When bunpy build encounters a file:

  1. Check if any plugin transform hook handles the file extension.
  2. If no plugin claims the extension, fall back to the built-in loader table.
  3. If no built-in loader matches, the file is skipped (not bundled).

Custom loaders registered via plugins always take precedence over built-in loaders for the same extension. This lets you override the built-in .json loader if you need non-standard behavior (e.g., stripping comments from JSON5 before parsing).

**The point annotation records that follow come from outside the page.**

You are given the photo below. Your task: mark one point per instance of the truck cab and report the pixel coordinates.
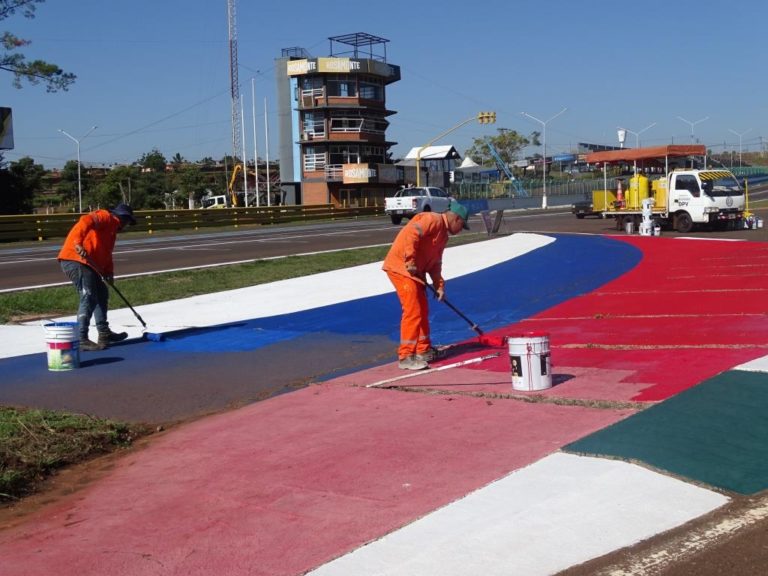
(704, 197)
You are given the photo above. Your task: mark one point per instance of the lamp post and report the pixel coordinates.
(481, 117)
(79, 181)
(637, 138)
(692, 124)
(544, 145)
(739, 135)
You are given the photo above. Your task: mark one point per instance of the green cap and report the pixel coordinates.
(460, 210)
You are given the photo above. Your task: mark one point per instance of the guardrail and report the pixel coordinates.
(45, 226)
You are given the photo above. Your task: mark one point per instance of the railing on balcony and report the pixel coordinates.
(310, 96)
(313, 162)
(334, 172)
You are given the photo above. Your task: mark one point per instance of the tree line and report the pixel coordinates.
(151, 183)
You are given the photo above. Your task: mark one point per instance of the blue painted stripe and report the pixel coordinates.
(493, 298)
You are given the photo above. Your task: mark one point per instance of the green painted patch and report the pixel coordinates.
(716, 433)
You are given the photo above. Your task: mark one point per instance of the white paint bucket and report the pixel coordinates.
(63, 345)
(530, 361)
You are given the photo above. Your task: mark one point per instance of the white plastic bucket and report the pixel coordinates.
(530, 361)
(63, 345)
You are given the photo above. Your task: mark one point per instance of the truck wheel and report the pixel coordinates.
(683, 222)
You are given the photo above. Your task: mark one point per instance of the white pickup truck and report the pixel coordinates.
(410, 201)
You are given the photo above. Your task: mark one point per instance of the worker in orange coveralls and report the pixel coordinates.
(85, 257)
(416, 252)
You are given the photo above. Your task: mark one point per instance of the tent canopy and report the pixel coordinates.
(654, 153)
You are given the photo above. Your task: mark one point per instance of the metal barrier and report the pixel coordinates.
(45, 226)
(533, 188)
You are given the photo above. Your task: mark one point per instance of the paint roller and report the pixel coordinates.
(152, 336)
(493, 341)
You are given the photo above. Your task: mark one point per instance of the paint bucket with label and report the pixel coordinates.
(63, 345)
(530, 361)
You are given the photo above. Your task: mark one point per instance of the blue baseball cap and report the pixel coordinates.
(124, 212)
(460, 210)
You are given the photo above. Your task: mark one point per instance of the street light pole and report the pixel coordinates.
(692, 124)
(79, 180)
(544, 145)
(739, 135)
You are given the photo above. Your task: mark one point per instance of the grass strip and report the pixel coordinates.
(162, 287)
(36, 443)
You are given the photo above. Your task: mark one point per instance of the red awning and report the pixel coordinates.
(654, 153)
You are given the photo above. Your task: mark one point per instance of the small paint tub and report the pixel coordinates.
(63, 346)
(530, 362)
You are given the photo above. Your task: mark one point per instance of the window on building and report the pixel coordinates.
(339, 85)
(372, 88)
(345, 154)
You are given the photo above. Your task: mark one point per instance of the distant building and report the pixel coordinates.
(332, 122)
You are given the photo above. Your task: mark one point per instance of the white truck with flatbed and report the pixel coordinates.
(408, 202)
(680, 197)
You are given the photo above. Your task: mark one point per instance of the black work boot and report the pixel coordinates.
(107, 338)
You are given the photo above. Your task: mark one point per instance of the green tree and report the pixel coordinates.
(507, 142)
(178, 160)
(19, 184)
(15, 62)
(153, 161)
(67, 187)
(188, 183)
(118, 187)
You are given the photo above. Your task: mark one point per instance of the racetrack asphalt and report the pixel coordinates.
(452, 471)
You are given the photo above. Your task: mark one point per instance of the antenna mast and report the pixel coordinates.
(234, 82)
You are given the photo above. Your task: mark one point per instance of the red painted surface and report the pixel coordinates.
(691, 309)
(284, 485)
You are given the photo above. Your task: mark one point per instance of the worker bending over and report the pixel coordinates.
(416, 252)
(86, 258)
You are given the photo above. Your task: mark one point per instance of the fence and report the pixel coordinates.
(45, 226)
(533, 188)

Loader configuration in pyproject.toml

You can map additional extensions to built-in loaders without writing a plugin:

[tool.bunpy.build.loaders]
".yaml" = "text"     # embed YAML files as raw strings
".graphql" = "text"  # embed GraphQL schemas as strings
".png" = "binary"    # embed small images as bytes
".webp" = "binary"

This is the lightest-weight option when you only need a file’s raw content at runtime, not a parsed representation.

Size considerations

Every file processed by a loader is embedded in the bundle. Text and binary loaders are lossless - the file size is included in full. For data files larger than a few hundred KB, consider whether embedding makes sense or whether the file should be loaded from disk at runtime. The .pyz format is a ZIP archive, so large text files benefit from compression automatically.